Network on Chip (NoC) based Spiking Neural Network (SNN) hardware architectures have been proposed as embedded computing systems for data/pattern classification and control applications. As the NoC communication infrastructure is fully reconfigurable, scaling of these systems requires large amounts of distributed on-chip memory for storage of the SNN synaptic connectivity (topology) information. This large memory requirement poses a serious bottleneck for compact embedded hardware SNN implementations. The goal of this work is to reduce the topology memory requirement of embedded hardware SNNs by exploring the combination of fixed and configurable interconnect through the use of fixed sized clusters of neurons and NoC communication infrastructure. This paper proposes a novel two-layered SNN structure as a neural computing element within each neural tile. This architectural arrangement reduces the SNN topology memory requirement by 50%, compared to a non-clustered (single neuron per neural tile) SNN implementation. The paper also proposes sharing of the SNN topology memory between neural cluster outputs within each neural tile, for utilising the on-chip memory efficiently. The paper presents hardware resource requirements of the proposed architecture by mapping SNN topologies with random and irregular connectivity patterns (typical of practical SNNs). The architectural scheme of sharing the SNN topology memory between neural cluster outputs, results in efficient utilisation of the SNN topology memory and helps accommodate larger SNN applications on the proposed architecture. Results illustrate up to a 66% reduction in the required silicon area of the proposed clustered neural tile SNN architecture using shared topology memory compared to the non-clustered, non-shared memory architecture.

References

  1. Benini, L. & De Micheli, G., 2002. Networks on chips: a new SoC paradigm. Computer, 35(1), pp.70-78.

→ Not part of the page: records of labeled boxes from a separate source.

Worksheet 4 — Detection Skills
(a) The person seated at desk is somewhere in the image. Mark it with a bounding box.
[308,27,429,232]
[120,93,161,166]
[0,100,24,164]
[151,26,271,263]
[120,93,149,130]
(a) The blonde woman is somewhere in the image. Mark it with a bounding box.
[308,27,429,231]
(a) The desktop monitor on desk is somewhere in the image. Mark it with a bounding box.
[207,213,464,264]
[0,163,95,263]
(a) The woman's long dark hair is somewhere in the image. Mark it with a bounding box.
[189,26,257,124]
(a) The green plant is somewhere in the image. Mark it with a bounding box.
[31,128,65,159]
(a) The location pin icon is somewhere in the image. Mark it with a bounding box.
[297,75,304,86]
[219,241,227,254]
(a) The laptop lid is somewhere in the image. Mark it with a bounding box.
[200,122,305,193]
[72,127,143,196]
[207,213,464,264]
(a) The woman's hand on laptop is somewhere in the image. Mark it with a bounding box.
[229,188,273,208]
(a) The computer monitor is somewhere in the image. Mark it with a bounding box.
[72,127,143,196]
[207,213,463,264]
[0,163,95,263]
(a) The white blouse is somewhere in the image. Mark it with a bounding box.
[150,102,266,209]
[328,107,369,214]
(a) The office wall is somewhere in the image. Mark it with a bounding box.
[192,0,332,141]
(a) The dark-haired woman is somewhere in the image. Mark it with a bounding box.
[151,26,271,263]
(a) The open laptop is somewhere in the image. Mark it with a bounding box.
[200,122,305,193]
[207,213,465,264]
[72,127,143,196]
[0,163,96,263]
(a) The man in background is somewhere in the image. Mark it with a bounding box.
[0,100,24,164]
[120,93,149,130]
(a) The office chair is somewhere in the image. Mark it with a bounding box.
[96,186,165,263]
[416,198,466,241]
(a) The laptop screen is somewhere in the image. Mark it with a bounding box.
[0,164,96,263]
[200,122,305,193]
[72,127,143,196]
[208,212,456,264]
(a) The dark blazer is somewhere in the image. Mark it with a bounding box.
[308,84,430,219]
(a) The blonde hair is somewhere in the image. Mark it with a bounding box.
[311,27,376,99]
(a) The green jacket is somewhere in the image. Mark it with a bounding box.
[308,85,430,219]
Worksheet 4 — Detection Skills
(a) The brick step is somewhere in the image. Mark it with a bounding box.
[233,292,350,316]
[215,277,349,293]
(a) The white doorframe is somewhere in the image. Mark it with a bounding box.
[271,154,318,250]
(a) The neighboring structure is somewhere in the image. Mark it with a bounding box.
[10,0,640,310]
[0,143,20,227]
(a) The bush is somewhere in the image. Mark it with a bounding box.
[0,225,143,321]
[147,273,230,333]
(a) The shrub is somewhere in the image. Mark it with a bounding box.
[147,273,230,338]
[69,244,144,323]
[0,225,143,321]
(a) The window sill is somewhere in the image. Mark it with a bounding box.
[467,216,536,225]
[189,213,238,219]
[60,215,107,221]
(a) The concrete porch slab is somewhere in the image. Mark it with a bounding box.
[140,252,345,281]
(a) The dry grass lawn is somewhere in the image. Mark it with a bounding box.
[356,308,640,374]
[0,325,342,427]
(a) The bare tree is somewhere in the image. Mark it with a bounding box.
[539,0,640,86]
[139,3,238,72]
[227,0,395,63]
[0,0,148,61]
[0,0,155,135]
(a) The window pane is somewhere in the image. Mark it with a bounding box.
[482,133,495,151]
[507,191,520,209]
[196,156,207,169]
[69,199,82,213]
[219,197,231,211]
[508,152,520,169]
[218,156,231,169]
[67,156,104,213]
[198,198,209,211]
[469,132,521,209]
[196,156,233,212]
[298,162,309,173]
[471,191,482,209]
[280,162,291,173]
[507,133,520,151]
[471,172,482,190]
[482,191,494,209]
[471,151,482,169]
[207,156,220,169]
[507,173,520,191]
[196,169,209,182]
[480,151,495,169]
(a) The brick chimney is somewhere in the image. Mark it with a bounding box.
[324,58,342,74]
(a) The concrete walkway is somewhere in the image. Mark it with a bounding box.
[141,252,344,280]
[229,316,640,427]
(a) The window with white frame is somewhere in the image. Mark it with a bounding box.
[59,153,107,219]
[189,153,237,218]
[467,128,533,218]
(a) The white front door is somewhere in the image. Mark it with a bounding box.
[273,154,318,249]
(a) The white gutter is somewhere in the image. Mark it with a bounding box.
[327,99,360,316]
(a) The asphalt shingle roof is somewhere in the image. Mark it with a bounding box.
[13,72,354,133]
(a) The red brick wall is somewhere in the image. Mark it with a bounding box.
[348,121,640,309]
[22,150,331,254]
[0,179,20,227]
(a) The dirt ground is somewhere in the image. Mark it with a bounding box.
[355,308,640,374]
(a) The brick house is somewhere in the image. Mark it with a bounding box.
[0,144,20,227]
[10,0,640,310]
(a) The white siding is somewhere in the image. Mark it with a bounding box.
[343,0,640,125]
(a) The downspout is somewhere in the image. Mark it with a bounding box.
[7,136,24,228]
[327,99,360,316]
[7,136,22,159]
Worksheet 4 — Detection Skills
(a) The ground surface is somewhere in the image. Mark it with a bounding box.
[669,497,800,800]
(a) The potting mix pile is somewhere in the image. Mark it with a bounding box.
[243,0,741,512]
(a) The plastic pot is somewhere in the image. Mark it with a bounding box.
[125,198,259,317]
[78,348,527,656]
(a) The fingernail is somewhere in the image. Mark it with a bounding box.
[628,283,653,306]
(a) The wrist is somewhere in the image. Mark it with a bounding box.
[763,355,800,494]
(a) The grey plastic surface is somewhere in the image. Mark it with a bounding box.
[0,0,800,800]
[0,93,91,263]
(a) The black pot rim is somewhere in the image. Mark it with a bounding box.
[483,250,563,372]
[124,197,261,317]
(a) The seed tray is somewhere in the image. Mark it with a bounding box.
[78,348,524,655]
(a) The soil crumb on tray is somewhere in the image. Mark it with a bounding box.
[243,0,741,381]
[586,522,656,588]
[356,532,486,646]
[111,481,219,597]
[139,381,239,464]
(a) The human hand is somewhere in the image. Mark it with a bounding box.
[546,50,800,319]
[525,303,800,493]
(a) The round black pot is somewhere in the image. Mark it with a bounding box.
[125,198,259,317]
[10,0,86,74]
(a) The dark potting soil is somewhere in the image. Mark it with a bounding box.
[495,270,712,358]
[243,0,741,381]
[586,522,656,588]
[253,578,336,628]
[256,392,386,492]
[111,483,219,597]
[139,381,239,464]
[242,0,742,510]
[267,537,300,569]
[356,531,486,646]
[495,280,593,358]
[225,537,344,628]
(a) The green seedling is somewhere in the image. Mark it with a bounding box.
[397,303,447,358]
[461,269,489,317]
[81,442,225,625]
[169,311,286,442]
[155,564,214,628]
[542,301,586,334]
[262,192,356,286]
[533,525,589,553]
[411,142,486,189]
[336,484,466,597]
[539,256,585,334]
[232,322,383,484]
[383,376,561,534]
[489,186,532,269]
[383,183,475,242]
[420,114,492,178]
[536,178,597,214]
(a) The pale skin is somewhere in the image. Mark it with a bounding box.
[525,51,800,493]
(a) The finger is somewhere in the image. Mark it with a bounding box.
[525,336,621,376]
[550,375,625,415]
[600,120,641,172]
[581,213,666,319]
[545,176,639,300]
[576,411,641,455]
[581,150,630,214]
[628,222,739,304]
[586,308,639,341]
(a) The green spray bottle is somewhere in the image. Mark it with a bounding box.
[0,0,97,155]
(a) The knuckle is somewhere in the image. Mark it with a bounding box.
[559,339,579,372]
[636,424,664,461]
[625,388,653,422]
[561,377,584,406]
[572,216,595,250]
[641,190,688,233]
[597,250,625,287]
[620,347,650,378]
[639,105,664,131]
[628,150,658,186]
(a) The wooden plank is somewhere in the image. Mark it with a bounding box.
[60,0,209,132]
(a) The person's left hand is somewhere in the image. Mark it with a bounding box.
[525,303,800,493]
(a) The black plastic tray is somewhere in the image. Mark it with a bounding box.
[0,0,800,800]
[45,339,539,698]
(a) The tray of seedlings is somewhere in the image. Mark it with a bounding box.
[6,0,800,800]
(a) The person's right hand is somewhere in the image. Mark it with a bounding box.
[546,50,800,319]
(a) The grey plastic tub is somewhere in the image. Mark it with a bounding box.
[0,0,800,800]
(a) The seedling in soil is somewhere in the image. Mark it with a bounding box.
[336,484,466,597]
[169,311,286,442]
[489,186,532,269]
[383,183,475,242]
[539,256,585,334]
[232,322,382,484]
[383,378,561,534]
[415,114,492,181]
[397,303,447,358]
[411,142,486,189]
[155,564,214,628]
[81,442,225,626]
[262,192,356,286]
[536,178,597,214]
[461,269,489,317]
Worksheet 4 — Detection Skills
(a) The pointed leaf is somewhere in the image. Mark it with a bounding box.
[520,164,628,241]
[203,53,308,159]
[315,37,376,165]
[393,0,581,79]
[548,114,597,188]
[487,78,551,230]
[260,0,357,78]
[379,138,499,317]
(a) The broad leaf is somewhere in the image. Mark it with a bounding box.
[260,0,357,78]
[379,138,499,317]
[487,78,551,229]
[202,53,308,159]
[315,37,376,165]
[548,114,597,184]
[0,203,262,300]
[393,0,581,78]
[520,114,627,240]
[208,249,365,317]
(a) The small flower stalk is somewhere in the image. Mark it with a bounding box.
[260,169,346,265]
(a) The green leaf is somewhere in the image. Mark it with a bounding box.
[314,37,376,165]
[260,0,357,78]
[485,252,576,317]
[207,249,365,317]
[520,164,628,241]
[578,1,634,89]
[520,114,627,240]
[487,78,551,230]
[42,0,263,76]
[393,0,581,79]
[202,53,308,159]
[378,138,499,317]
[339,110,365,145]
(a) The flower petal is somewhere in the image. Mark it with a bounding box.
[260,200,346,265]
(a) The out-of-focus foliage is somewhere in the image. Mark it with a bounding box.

  2. Cawley, Seamus et al., 2011. Hardware spiking neural network prototyping and application. Genetic Programming and Evolvable Machines.
  3. Ehrlich, M. et al., 2007. Wafer-scale VLSI implementations of pulse coupled neural networks. In Proceedings of the International Conference on Sensors, Circuits and Instrumentation Systems.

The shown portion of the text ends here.